Иногда такой способ художественного мышления оборачивался в пьесах и рассказах Лавренева дидактичностью, чрезмерной наглядностью, «прописанностью» выводов, а то и откровенными нравоучениями. Так было в пьесах «Мы будем жить», «Голос Америки», даже в пользовавшейся в свое время огромным успехом драме «За тех, кто в море». Так было во многих рассказах военных лет. В этом случае, впрочем, дидактическая однозначность обуславливалась основным заданием, той целью, которую ставил перед собой в годы войны Лавренев. Рассказы сороковых годов, построенные с обычным для Лавренева умением стремительно, споро вести сюжет, развивать повествование энергично, целеустремленно, не теряя времени ни на психологический анализ, ни на подробное выписывание пейзажа, почти целиком сосредоточиваясь на действиях героев, на их поступках, писались ведь с открытым агитационно-пропагандистским заданием. Время этого требовало. Требовала этого и флотская печать, где появились почти все рассказы Лавренева 40-х годов. Агитация, воспитание моряков на положительном патриотическом воинском примере были главной задачей, которую надо было решать Лавреневу — военному журналисту.
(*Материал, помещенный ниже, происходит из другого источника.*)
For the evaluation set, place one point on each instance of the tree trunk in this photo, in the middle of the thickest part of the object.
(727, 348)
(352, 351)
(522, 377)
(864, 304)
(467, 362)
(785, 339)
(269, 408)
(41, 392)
И, надо отдать ему справедливость, он решал эту задачу с увлечением и искренним писательским жаром, который способен согреть и современного читателя, знающего о войне еще и ту горькую, саднящую правду, какую позже поведали всем нам Василь Быков, Григорий Бакланов, Виктор Астафьев, Юрий Бондарев, Владимир Богомолов.

В том, что лавреневские рассказы военных лет с интересом читаются и после книг этих писателей, читатели убедятся, познакомившись с двумя рассказами — «Черноморская легенда» и «Разведчик Вихров», помещенными в этом томе.

Борис Андреевич Лавренев прошел в литературе большой, но прямой, никогда не сбивавшийся на обочину путь. Во всем его писательском и человеческом облике была та особая цельность, которая бывает свойственна только людям, избравшим дорогу через жизнь и искусство однажды и навсегда. Он ведь всегда и во всем был родом из революции. Как и его любимые герои. Как и все поколение, ею выращенное и ею выдвинутое на авансцену истории, на самую ее стремнину.

Е. Сурков

АВТОБИОГРАФИЯ

Звездный цвет: Повести, рассказы и публицистика - Honeyview_avtobiografija.jpg

По принятому обычаю нормальная биография человека нашей эпохи должна начинаться с анкетных данных и объяснять без умолчаний и недомолвок, чем занимались предки на протяжении последнего столетия.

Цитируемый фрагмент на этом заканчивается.